ERIC Number: ED351682
Record Type: RIE
Publication Date: 1992-Mar
Reference Count: N/A
A Different Kind of Hero: Teaching the "Tale of Genji" to American Undergraduates.
Dodson, Charles B.
A sophomore-level course surveying world literature through the seventeenth century emphasizes the theme of heroes and heroic codes using western classics and the "Tale of Genji," a fictional account of an idealized Japanese courtier and gentleman written in the tenth century AD by the court lady Murasaki Shikubu, and often considered to be the world's first novel. In the "hero" Genji, students find a hero who is not only different from the classic occidental figure, but in many respects almost diametrically opposed to it. Genji combines personal beauty and refined aesthetic sensibility. He is a practicing poet, a scholar of Chinese literature and history, a dancer, a musician, a painter, and (most important of all) he is one who is deeply sensitive to "mono no aware," the pervasive sense of the transience and essential sadness of life.

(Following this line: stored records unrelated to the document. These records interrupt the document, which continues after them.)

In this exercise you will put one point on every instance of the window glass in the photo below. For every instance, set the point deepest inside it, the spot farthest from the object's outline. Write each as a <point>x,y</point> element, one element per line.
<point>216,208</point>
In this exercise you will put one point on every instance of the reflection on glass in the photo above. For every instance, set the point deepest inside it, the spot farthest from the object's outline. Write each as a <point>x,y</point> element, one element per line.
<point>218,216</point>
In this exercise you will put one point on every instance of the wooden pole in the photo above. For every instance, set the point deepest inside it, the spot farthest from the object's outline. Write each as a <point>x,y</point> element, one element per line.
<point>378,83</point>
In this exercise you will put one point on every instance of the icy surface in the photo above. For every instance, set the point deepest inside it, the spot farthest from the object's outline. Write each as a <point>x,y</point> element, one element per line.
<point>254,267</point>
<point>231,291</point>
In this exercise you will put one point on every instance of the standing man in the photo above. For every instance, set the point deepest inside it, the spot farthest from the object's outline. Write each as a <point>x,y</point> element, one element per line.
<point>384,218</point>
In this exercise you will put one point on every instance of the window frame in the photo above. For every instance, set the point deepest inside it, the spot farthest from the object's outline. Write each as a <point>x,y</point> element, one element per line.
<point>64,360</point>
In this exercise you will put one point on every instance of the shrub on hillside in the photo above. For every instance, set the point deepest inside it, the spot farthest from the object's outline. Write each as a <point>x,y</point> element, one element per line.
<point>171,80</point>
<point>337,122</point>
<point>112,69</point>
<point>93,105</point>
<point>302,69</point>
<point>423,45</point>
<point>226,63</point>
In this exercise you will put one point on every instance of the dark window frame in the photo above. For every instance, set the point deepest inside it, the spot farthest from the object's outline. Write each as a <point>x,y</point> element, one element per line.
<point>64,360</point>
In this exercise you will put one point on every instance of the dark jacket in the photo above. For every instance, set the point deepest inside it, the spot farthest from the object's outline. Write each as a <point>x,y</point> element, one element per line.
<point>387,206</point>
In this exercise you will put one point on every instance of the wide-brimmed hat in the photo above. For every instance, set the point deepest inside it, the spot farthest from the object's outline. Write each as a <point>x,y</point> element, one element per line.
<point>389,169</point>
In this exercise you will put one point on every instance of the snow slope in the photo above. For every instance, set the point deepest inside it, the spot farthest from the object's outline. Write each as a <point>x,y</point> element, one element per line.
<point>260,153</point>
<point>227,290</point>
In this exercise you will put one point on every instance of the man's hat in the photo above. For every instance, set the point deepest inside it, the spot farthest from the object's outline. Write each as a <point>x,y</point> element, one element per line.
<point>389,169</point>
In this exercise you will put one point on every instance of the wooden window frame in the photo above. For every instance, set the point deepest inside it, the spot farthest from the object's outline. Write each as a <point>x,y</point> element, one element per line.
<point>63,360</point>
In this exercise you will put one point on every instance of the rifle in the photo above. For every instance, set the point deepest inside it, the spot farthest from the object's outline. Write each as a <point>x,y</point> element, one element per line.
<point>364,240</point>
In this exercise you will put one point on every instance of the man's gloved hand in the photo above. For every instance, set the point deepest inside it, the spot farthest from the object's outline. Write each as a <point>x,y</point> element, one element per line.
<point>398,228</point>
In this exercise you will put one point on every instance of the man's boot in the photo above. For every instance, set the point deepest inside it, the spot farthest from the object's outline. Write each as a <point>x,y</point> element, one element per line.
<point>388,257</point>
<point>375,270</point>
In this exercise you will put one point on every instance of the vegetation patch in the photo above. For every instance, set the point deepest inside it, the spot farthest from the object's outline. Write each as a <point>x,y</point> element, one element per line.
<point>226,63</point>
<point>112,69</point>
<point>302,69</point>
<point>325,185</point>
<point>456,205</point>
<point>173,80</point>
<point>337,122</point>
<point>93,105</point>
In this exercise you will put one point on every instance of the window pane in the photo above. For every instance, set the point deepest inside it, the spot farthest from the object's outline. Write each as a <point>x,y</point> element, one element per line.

All these traits and more set Genji apart from the classical western hero; moreover, students have a great deal of difficulty with Genji's usually refined but inexhaustible sexual adventuring. There are, however, some similarities between Genji and the traditional hero, and students are quick to perceive them, but they insist that he differs from western heroic figures far more extensively and dramatically than he resembles them. The sharp contrast Genji provides forces students to reconsider and perhaps even modify their responses to that traditional heroic figure. (RS)
Publication Type: Speeches/Meeting Papers; Reports - Descriptive
Education Level: N/A
Authoring Institution: N/A
Identifiers: Heroes; Japanese Literature; Tale of Genji (The)
Note: Paper presented at the Annual Meeting of the College English Association (23rd, Pittsburgh, PA, March 27-29, 1992).